Wednesday, October 24, 2007

From one extreme to another

Click on any photo to enlarge it.

We travel northward into more and more remote country. Each day is a little hotter than the last as we enter the state of Queensland. In Longreach as we’re studying the excellent exhibits of Stockman’s Hall of Fame*, a fellow visitor tells us that the little town of Winton, just a couple hundred kms up the road, is celebrating a long weekend with its bi-annual Bush Poetry Festival and concurrent Outback Festival. Eureka, we’ve struck gold! This is also the town where Banjo Paterson first performed his ditty “Waltzing Matilda” (Australia’s unofficial national anthem). The historic North Gregory Hotel, host to the poetry performances, generously opens its dusty, back parking lot to campers. They even provide showers in the hotel. Just beyond the parking area is Arno’s Wall: an ongoing project of encasing old stuff in adobe and cement.

Our Winton stay turns out to be a major trip highlight, worthy of gushing and blathering ad nauseam. Bush poetry is like the writing of Mark Twain in verse, featuring humanity’s funniest, saddest, and most poignant foibles. Poets come from all over Australia. We are entertained from 7:30 am till noon for three days. For further poetry and memorabilia we visit the Matilda Centre.

As if that’s not plenty for a town of fewer than 2,000, Winton is also the original home of QANTAS Airlines. The meaning of the name? Queensland and Northern Territory Air Service.

We devote our afternoons and evenings to the Outback Festival. When we belly up to the bar for a beer on the first eve, we encounter these Three Musketeers, emissaries of Reliance Corp, distributers of BP Petrol. In addition to buying us plenty of beer and even treating us to dinner at the local Chinese joint, they are wildly funny and full of travel tips, some of them perhaps actually useful. Troy, Steve, and Mike, it was a genuine pleasure, mates!

Throughout the festival there are assorted performances, yabbie (crayfish) races, a truck (promoting tyres) which practically catches fire over and over as it burns melting rubber skidding in circles, various “ironman” and “ironwoman” competitions, etc. Most spectacular is the “Dunny Derby.” Over two dozen homemade dunnies (outhouses) are pulled/pushed by their teams in a grand chariot race/obstacle course. To begin, the jockeys must run with underpants at their ankles to leap onto their toilets. The humor of the dunny graphics and official commentary is, well, straight from the toilet.

In case you’re seeking the strongest man in the world, your search is over. The Guinness Book of World Records will tell of Derek’s feat of pulling this very road train (truck cab and FOUR trailers weighing 80 tons) more centimetres than any other person ever.

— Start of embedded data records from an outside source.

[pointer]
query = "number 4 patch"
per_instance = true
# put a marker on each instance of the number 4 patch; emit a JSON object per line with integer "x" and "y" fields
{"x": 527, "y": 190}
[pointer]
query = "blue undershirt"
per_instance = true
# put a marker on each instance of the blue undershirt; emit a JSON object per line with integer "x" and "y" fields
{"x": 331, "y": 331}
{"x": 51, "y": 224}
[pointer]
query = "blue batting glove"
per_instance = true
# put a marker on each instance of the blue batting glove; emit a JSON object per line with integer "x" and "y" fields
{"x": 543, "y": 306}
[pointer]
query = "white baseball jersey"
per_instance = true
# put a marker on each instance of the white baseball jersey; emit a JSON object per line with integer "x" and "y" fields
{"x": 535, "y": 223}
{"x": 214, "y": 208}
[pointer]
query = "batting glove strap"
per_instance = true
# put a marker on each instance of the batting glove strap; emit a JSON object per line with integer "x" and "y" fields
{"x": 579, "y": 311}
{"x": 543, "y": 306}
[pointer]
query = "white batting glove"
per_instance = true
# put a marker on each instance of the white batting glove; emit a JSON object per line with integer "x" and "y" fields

Pushing beyond Winton into the very jaws of the inferno, we discover that our air conditioner does nothing more than deliver the outside hot air to the inside. With temperatures climbing to 40 degrees C and beyond (over 100 F), our bones are melting. When we reach the Gulf of Carpenteria we find this actual size sculpture of the largest estuarine croc ever captured in the world: 28 ft 4 in! (1957)






Desperate to cool off we book it east to the tropical rainforests of Queensland’s high, hilly Tablelands. We have our air-con repaired (ahhhhhh), then revel in the green scenery. It’s like a different planet… or at least New Zealand.



There are breathtaking waterfalls, rocky rivers, outrageous strangler fig trees, tangled jungle growth, and all of it alive with the sounds of colorful birds. It’s lush and beautiful on its own, but infinitely more so to us, having been in the dry dry dry outback for so long. What a contrast.

After several days hiking and exclaiming we brave the mythical, 4wd-only Bloomfield Track north to Cooktown on far-out Cape York Peninsula. It’s a spectacular trip, with river crossings and 33% grades on some hills.

And when we feel too hot, why, we just turn on the air!

*Throughout Australia we observe the cultural clash of the Aboriginal people and the Aussies of European descent. The Longreach historical exhibit states it well: “It was a delicate co-existence, underpinned by profound differences in the relationship of each to the land. To the European pastoralists, the land was essentially an economic resource, the key to wealth, social status and political power. Deeply entrenched in their attitudes were the core Christian values that the land should be tamed and made ‘productive.’

“To the Indigenous people, it was almost the reverse: the people belonged to the land rather than the land to the people. The land determined the identity of every person and their network of social and political relations, and was central to the construction and transmission of knowledge.”

2 comments:

Anonymous said...

Oh, wow that croc was really huge!
I just love these jungle pictures, I just noticed Art somewhere on the bottom. Next time he should wear a brghter shirt.
love CPJ

Anonymous said...

I have just one query: Did you get free shirts from those funny petrol guys?!